The question becomes how to get beyond the problem of dualistic, either/or thinking, in order to explore the in-between space that includes both the same and the other…translation serves as a metaphor for writing that frees, transforms, and multiplies rather than possesses, controls and defines. (Gentzler, E. 2001, p.197 discussing work of Quebec feminist translator Nicole Brossard.)

Key translation questions for this research

  • What practical and ethical issues are involved in ‘creative visual translation’ of community voices by external actors?
  • What visual communication strategies do women and men in different communities use to represent empowerment and gender inequality? How far do the drawings speak for themselves? What needs translating, why and for whom?
  • What different visual, animation and narrative approaches used by graphic artists, animators and film-makers from different cultures could be used to help address these limitations?
  • What are the limitations of visual communication where text is needed? For whom?
  • What are the implications for a participatory protocol for creatively translating community voices for a wider global audiences?

The visual research process involves:

Reflective practice: exploring and applying visual communication theories from graphic design/info-graphic theory and wordless narratives to improve my own visual work as creative translator.

For an overview of how the research framework and ideas evolved through reflective practice see:

Bricolage research

A bricolage research approach means a very eclectic and contingent gathering of sources of inspiration:

  • Analysis of the community drawings is the primary driver as valued primary sources – and what is needed for their ‘creative translation’ for advocacy.
  • Selection of work from other illustrators, animators and graphic designers from a range of cultural traditions based on contingent serendipity from openness to new influences as they arise.
  • Technical research, skills development and experimentation to guide my own creative animation.
Who is saying what?
Post-structuralist semiotics

Semiotics is the study of signs and symbols in the process of production and communication of meaning (my definition).
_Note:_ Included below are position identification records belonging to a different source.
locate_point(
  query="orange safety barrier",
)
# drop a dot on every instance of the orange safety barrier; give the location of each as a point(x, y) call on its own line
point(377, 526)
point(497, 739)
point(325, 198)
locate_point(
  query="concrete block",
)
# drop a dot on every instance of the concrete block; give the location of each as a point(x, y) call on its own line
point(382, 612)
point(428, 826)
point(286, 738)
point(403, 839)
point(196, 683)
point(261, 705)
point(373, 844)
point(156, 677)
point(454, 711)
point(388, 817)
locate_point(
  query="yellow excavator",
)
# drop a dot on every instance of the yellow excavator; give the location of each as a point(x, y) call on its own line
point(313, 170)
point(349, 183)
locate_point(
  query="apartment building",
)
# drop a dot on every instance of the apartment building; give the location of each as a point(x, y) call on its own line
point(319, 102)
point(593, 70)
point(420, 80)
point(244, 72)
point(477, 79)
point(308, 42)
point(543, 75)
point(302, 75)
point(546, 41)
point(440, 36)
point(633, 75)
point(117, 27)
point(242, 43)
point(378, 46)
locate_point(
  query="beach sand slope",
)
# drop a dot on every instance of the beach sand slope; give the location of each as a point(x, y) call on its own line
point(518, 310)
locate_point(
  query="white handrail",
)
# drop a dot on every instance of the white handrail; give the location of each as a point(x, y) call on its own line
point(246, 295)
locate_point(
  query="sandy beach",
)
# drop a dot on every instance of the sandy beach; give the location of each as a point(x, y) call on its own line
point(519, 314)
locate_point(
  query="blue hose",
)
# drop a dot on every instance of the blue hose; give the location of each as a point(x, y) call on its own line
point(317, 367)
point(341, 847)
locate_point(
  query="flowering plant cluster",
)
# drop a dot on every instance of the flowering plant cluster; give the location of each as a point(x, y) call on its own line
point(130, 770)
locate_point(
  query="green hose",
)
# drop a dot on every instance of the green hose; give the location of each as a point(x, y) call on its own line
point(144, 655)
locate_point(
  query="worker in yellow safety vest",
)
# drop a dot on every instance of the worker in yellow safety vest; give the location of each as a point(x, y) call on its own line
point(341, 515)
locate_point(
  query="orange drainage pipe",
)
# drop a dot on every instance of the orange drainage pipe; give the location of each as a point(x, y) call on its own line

It provides a framework for investigating meanings of community drawings and diagrams. Looking at the ways in which ‘meanings’ are constructed from visual symbols, focusing on relationships and elements in a conceptual system but (following postmodernism) exploring the challenges of potential plurality and instability of pictorial (as well as verbal) meaning across cultures and contexts.

Who understands what?
Visual Communication theory

Visual communication theory is concerned with the process by which visual artists design and send encoded messages for particular audiences and the contextual factors influencing that process. It provides a framework for looking at the work of other animators and relationships between animators, audiences and messages, including theories of visual dynamics, narrative theory, systems diagramming and information and interactive design. Different theories have emphasised and elaborated on different elements.